Detailed coverage of invasive species threatening livelihoods and the environment worldwide

Abstract

Vernalization responses and subsequent fertility of two climatically distinct populations of rattail fescue (Vulpia myuros [L.] C.C. Gmel.).

Abstract

Rattail fescue has become increasingly problematic in North America as a result of the greater adoption of no-till practices. While rattail fescue is described generally as a winter annual, there exists a wide variation in the life history documentation of the species. In some instances, rattail fescue has been observed behaving as a spring annual.
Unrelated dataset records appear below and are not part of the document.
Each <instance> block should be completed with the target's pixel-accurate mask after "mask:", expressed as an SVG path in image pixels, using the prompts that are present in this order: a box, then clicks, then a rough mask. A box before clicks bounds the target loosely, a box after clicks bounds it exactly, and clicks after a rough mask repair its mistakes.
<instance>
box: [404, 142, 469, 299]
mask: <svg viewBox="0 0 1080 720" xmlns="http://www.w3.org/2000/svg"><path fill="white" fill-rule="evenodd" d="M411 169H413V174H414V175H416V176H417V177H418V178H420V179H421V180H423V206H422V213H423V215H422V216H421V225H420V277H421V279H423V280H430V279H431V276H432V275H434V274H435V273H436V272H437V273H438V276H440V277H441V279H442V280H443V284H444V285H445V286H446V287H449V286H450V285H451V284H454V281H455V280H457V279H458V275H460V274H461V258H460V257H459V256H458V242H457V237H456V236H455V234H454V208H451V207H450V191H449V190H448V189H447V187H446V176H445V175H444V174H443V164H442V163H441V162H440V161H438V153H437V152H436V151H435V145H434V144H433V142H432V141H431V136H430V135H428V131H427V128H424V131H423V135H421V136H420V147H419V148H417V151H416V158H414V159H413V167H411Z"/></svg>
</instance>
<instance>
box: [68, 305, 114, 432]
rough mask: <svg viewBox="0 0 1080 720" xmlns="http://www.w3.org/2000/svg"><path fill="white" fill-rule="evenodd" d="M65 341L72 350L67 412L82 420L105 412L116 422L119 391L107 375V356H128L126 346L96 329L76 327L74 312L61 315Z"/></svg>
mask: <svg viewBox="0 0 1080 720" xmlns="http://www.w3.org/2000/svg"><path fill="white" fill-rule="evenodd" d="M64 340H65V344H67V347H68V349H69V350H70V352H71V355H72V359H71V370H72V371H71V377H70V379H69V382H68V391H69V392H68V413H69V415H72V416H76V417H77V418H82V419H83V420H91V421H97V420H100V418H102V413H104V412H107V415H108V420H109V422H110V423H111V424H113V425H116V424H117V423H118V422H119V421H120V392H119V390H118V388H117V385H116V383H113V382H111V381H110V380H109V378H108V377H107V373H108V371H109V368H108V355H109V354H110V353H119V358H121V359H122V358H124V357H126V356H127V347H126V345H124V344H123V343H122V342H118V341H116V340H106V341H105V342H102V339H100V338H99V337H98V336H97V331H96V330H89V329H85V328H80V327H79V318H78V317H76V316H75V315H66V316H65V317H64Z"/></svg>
In order to assess the vernalization plasticity of rattail fescue, laboratory-germinated seedlings from two climatically different rattail fescue populations, eastern versus western Oregon, were exposed to 4, 7 or 10°C temperatures for 0, 2, 4, 5, 6, 6.5, 7 or 8 weeks of vernalization. Following vernalization, the seedlings were transferred to a greenhouse and the developmental stages were recorded. After 13 weeks, the emergent inflorescences were clipped and the seeds were tested for germinability. The initiation of sexual development in the eastern population was affected significantly by the vernalization temperature and length, while the western population only responded to the vernalization length. In general, a faster progression through the reproductive stages of development was associated with longer vernalization lengths. Lastly, there was an increase in the germination rate of the seeds that were produced on the parent plants that were subjected to longer vernalization lengths, regardless of the population or vernalization temperature. The level of plasticity in the vernalization response between the two tested populations indicates that land managers should monitor local population life history traits in order to ensure that effective weed control is implemented at the correct growth stage.